Collegium: die Künstlerin Maja Bajevic
Kunst zum Krieg

Maja Bajevic war im Wintersemester küstlerischer Gast am Collegium Helveticum. Am vergangenen Freitag präsentierte sie dort ihr Buch "... and other stories". Die Autorin reflektiert und illustriert darin ihr Leben und ihre Kunst, die stark vom Krieg und danach vom radikalen Wandel in Post-Jugoslawien geprägt sind.

Von Brigit Furrer

Von der Kunst zum Schreiben über die Kunst: die 1967 in Sarajewo geborene Künstlerin Maja Bajevic, im vergangenen Gast am Collegium Helveticum, ist unter anderem mit Multimedia-Projekten hervorgetreten. Am Freitag überraschte sie ihr Publikum in der Sternwarte mit einem äusserst aufschlussreichen Buch: einer Reflektion über ihre eigene Kunst. Die prekären äusseren Zustände und die damit verbundene Befindlichkeit der Autorin sowie jener Menschen, mit denen sie zusammenarbeitete, werden den Lesenden in "... and other stories" auf feinfühlige Art und Weise nahe gebracht. "Schreiben ist für mich ein Prozess, um die bedrückenden Dinge, die wir alle in uns haben, niederzuschreiben. So sollen sie leichter werden", erklärte Maja Bajevic ihren stark autobiografisch geprägten Text.

"Trust me"

Sie verlässt 1991 ihre Heimatstadt Sarajewo und studierte in Paris an der Ecole Nationale Superieure des Beaux Arts. Als der Krieg ausbricht, kann sie für lange Zeit nicht mehr nach Hause. Erst 1997 kehrte sie aus dem Exil zeitweilig zurück. Dort verursachte der Ausnahmezustand in einem vom Krieg zerstörten Land ein Kunstschaffen, das für Maja Bajevic in Paris wahrscheinlich nie möglich gewesen wäre.

speaker
Sarkastischer Kommentar zum Versagen der Politik: Maja Bajevic's Videoinstallation "Speaker", die eine fiktiven Wahlkampagne inszeniert(Sarajevo 1998). gross

"Die besonderen Bedingungen lassen dich Dinge tun, die du sonst nicht tun würdest oder tun könntest, weil eine Maschinerie und eingespielte Mechanismen es verhindern würden", erklärte sie. Um dies zu illustrieren, zeigte sie ein eindrückliches Video über ihre Arbeit mit Frauen aus Srebrenica mit dem Titel "Women at work – Under construction": Frauen, die ihre Männer im Krieg verloren hatten, sticken auf die Verkleidung eines Fassadengerüsts in Sarajewo traditionelle bosnische Motive.

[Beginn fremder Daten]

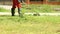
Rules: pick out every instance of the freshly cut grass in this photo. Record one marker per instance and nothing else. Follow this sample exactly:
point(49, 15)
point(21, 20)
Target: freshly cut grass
point(30, 25)
point(4, 10)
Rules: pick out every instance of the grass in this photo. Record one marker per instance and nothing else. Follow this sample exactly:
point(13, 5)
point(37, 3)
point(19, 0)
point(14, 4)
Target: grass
point(40, 8)
point(30, 25)
point(37, 8)
point(3, 10)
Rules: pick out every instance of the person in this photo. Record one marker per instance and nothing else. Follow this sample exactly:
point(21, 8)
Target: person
point(16, 3)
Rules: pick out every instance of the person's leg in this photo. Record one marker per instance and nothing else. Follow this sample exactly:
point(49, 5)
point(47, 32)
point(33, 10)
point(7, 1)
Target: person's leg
point(19, 9)
point(13, 10)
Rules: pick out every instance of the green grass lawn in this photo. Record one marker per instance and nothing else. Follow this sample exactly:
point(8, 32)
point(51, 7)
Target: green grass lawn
point(30, 25)
point(36, 8)
point(4, 10)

Eine andere Arbeit von Maja Bajevic, entstanden mit dem Soros Center of Contemporary Art, zeigt eine Wahlkampagne: Ein fiktiver Politiker spricht in einem Video, aber man hört ihn nicht. Stattdessen werden Flyers mit Sprüchen wie "I love you", "You love me" and "Trust me" verteilt.

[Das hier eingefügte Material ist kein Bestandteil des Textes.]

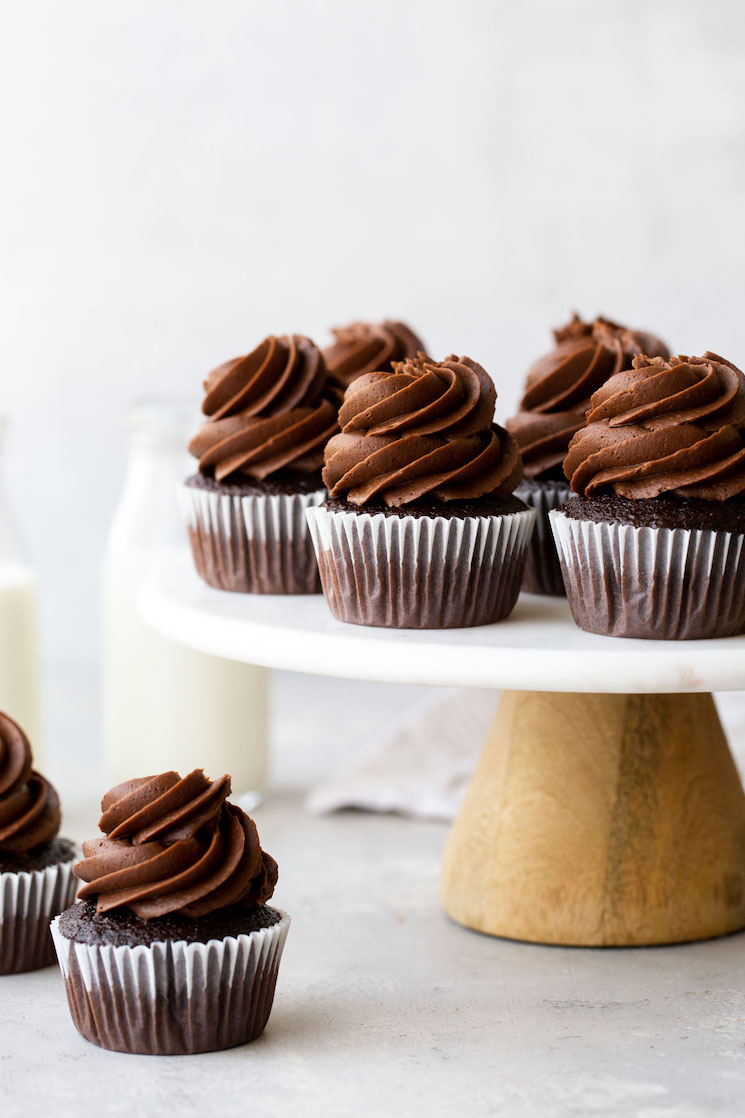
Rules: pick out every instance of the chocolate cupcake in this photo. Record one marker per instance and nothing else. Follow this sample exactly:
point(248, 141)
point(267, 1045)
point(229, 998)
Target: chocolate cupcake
point(36, 865)
point(652, 543)
point(261, 453)
point(421, 529)
point(171, 947)
point(365, 347)
point(556, 396)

Zurück im (künstlerischen) Alltag

Heute ist die politische Aktualität des Krieges in Bosnien durch die Aufbauarbeit und den radikalen politischen Wandel in den Hintergrund gedrängt. Diese Entwicklung veränderte allerdings auch die Situation der Künstlerinnen und Künstler: "Zum Beispiel wird das dortige Soros Center for Contemporary Arts nicht mehr weiter finanziert", erklärte Maja Bajevic.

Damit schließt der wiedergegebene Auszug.